Richard Gordon Hartley (30 June 1939 – 2016) was an Australian civil engineer, and a historian of the mining and engineering industry.

Harley was born in the United Kingdom. He attained an honours degree from Murdoch University in 1992, with studies focusing on gold mining in the early twentieth century Goldfields of Western Australia. Continuing his examination of developments in this technology, he obtained a PhD from Murdoch in 1998.

His work on the Goldfields Water Supply Scheme and Mundaring Weir was published in 2007, the centenary of the scheme. It has been the most thorough work completed on the scheme, involving extensive archival research and extensive interviews.

Hartley died in Perth, Western Australia in 2016.
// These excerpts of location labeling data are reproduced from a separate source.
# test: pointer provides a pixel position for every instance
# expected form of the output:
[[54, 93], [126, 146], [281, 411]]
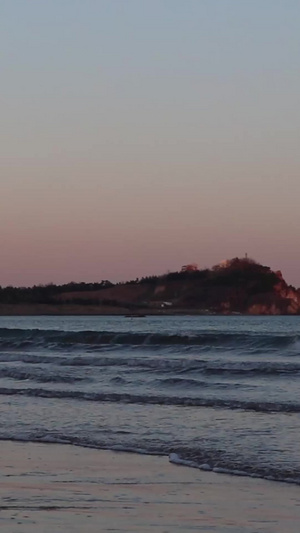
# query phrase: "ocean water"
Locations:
[[219, 393]]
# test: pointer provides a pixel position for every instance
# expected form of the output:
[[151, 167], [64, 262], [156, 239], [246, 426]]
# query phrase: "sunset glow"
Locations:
[[139, 136]]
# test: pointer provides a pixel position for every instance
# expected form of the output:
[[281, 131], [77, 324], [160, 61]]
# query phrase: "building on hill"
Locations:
[[192, 267]]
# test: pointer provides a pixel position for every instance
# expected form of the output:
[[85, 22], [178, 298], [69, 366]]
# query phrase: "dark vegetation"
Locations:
[[233, 286], [47, 294]]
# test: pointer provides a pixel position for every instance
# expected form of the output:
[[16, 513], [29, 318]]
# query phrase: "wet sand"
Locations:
[[60, 488]]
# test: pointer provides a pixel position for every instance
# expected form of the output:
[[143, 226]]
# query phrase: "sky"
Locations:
[[141, 135]]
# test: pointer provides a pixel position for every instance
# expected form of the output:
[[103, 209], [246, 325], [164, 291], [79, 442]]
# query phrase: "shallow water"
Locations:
[[219, 392]]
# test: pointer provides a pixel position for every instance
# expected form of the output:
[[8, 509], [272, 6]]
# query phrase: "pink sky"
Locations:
[[148, 135]]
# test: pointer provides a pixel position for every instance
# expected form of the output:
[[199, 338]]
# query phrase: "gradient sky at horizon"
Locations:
[[141, 135]]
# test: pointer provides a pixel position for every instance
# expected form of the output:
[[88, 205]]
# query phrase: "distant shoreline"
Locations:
[[101, 310]]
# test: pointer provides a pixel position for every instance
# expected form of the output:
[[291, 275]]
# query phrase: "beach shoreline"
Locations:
[[55, 487]]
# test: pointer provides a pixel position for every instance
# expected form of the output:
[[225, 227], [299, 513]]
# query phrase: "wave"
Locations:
[[144, 399], [200, 459], [182, 366], [19, 338], [39, 377]]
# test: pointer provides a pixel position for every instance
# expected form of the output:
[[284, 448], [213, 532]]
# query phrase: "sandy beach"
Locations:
[[61, 488]]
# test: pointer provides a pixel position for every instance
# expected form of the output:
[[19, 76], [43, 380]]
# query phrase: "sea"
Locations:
[[218, 393]]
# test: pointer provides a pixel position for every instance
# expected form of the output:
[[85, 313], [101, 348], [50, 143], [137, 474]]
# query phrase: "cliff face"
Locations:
[[234, 286], [241, 286]]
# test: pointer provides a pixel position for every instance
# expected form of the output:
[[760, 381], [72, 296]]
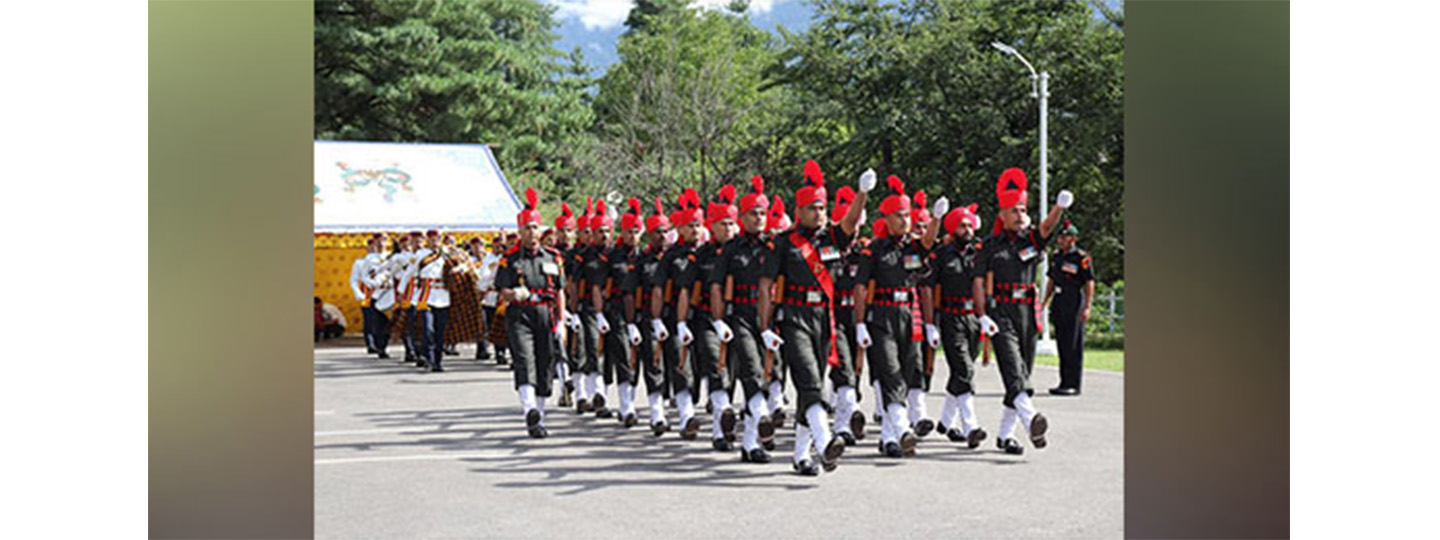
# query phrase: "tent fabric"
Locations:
[[406, 186]]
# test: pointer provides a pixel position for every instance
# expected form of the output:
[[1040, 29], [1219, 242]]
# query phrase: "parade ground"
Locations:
[[402, 454]]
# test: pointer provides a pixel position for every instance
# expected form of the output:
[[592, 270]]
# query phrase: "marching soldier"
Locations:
[[666, 300], [532, 280], [951, 281], [622, 342], [884, 298], [735, 293], [1004, 287], [638, 298], [801, 268], [1072, 285], [359, 274], [693, 311], [595, 277]]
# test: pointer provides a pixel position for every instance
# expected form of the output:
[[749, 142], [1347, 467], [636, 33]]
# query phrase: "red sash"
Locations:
[[827, 284]]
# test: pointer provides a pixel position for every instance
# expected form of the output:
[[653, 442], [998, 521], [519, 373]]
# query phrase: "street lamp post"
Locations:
[[1040, 88]]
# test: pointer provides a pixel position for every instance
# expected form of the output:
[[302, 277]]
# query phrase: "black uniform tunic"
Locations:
[[586, 261], [952, 277], [617, 265], [1011, 258], [742, 259], [704, 350], [676, 261], [530, 323], [804, 316], [638, 285], [890, 267], [1070, 272]]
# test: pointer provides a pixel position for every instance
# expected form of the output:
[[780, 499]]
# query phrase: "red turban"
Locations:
[[601, 218], [812, 187], [632, 218], [844, 196], [657, 219], [723, 206], [566, 219], [897, 200], [756, 196], [530, 213]]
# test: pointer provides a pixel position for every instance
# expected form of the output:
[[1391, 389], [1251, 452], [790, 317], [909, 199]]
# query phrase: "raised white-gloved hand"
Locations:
[[683, 333], [942, 206], [726, 334], [867, 180], [772, 340], [988, 326], [863, 336], [1064, 199]]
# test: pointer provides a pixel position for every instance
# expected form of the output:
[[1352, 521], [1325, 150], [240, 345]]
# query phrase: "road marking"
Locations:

== Mining heritage membership and awards ==
- 1992–2009 Member, Engineering Heritage Panel, Western Australian Branch, Engineers Australia
- 1995 Founding Member, Australasian Mining History Association
- 2009 John Monash Medal, Engineering Heritage Australia
- 2011 Telford Premium Prize, Institution of Civil Engineers, United Kingdom

== Selected works ==
- Cumming, Denis A. and Hartley, Richard G., Westralian founders of twentieth century mining: career biographies of mining engineers, mine managers and metallurgists who worked in the Western Australian mining industry 1890-1920, Richard G. Hartley, Rossmoyne W.A., 2014.
- Hartley, Richard G., River of steel: a history of Western Australian goldfields and agricultural water supply, 1903 - 2003, Access Press, Bassendean, W.A., 2007.
- Hartley, Richard G., "Fernie, Norman (1898-1977) Engineer", in John Ritchie (ed.), Australian Dictionary of Biography, vol. 14, Melbourne University Press, Melbourne, 1996, pp. 155–156.
- Hartley, Richard G., A history of technological change in Kalgoorlie gold metallurgy between 1895 and 1915, PhD thesis, Murdoch University, 1998, 2 v.